Relation to LVM and outcome
Table 2 shows proportional hazard ratios for all-cause mortality, cardiovascular death, sudden death, combined fatal and non-fatal cardiovascular events and CHD events; both crude and adjusted using propensity scores. Risk of all-cause mortality, cardiovascular death and sudden death was increased in the highest tertile (>260grams) of LVM; while no difference in risk was found for overall cardiovascular events and CHD events in the LVM tertiles. Figure 1 shows survival curves for the clinical events described above stratified by LVM tertiles.
As shown in Table S1a and S1b in File S1, when LVM was indexed for BSA or height2.7, relations with clinical events were similar.
Determinants of LVM
The univariable and multivariable analysis results of LVM are shown in Table 3. In the multivariate analysis significant positive relations with LVM were found for male gender, presence of residual renal function and phosphate binder therapy. There were inverse relations for a history of kidney transplantation and albumin. The complete-case multivariate regression analysis showed similar results as demonstrated in Table S2 in File S1.
Table 4 shows that hsCRP, Il-6, hepcidin-25 and CTGF were not related to LVM.
The present study confirmed the relation between a high LVM and outcome , , , . Furthermore we expanded the evidence for a strongly increased risk of sudden death in patients with a high LVM. After confirming that LVM was a strong predictor of cardiovascular and overall mortality we wanted to study what factors determine the magnitude of LVM, and in particular if these determinants were potentially modifiable. In our analysis, factors related to LVM were: male gender, history of kidney transplantation, residual kidney function (RKF), albumin and use of phosphate binders. Thus we did not find determinants of LVM that could easily be altered in daily clinical practice. Lastly, we explored whether novel markers of inflammation, fibrosis and iron homeostasis (hsCRP, Il-6, CTGF and hepcidin-25), which in theory could lead to a higher LVM, were related to LVM in a large population of hemodialysis patients. Apparently, although hsCRP, Il-6, CTGF, hepcidin-25 have previously been found to be associated with cardiovascular damage, no relation exists between these biomarkers and the magnitude of LVM in ESKD patients.
LVM and clinical events
A summary of previous papers in which the relation between left ventricular geometry and clinical events was studied in dialysis patients is shown in Table 5. Foley et al studied the relation between LVM and mortality risks in 433 ESKD patients and found a significant linear association between LVM and overall mortality as well as cardiovascular mortality in particular . Zoccali et al studied the prognostic impact of LVM indexed for body surface are or height2.7 in 254 dialysis patients and found that both types of LVMi were related to both overall mortality and cardiovascular mortality .

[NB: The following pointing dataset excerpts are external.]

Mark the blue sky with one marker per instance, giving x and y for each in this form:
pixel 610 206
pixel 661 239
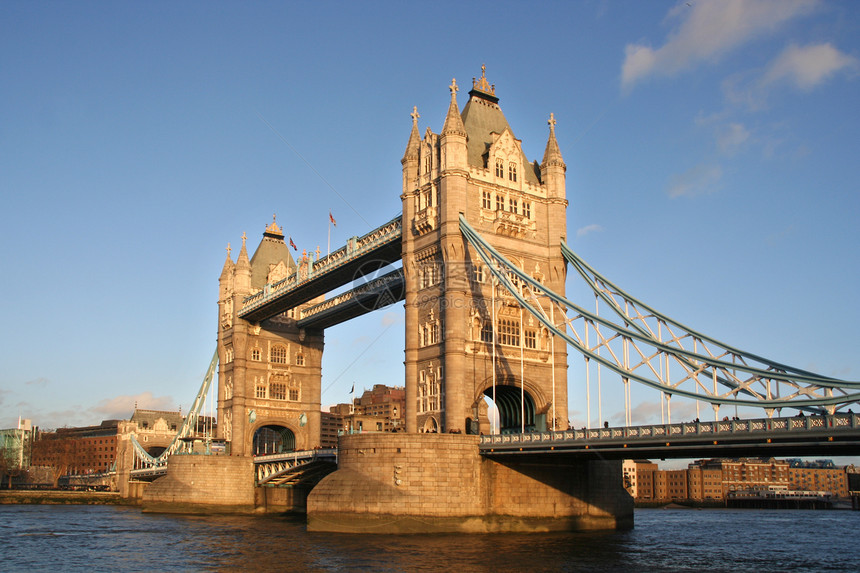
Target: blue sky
pixel 711 149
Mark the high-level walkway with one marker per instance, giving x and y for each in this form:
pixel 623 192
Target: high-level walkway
pixel 360 257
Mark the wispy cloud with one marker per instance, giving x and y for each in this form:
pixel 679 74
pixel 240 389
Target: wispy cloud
pixel 121 407
pixel 806 67
pixel 699 180
pixel 707 30
pixel 593 228
pixel 731 137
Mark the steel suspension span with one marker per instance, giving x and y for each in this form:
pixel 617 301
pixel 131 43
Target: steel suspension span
pixel 651 349
pixel 189 427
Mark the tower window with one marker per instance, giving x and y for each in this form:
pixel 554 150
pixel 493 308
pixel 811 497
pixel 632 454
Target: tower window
pixel 278 391
pixel 487 200
pixel 530 339
pixel 509 332
pixel 278 355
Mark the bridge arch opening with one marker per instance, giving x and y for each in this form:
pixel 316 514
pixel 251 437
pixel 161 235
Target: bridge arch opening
pixel 155 451
pixel 273 439
pixel 514 410
pixel 431 426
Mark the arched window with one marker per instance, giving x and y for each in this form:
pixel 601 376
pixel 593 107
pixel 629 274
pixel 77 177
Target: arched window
pixel 278 355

We are among the first to describe the relationship between LVM and sudden death specifically in ESKD patients. In fact, ESKD patients in the highest tertile of LVM had an almost 14-fold higher risk of sudden death when compared to the lowest LVM tertile, while their risk of dying from a cardiac cause in general was ‘only’ increased by a factor 3.5. The underlying mechanism may be through a decrease in myocardial capillary density, diastolic and systolic dysfunction, disturbances in interventricular conduction, chamber dilatation and eventually more compensatory hypertrophy. These processes lead to an increased risk of triggering a fatal arrhythmia , . Autopsy studies in ESKD patients point to the presence of diffuse inter-myocardiocyte fibrosis specific for this group, which may indicate an electrical instability predisposing to sudden death . The percentage of sudden deaths (56%) from all cardiac deaths in our population was similar to those of earlier studies .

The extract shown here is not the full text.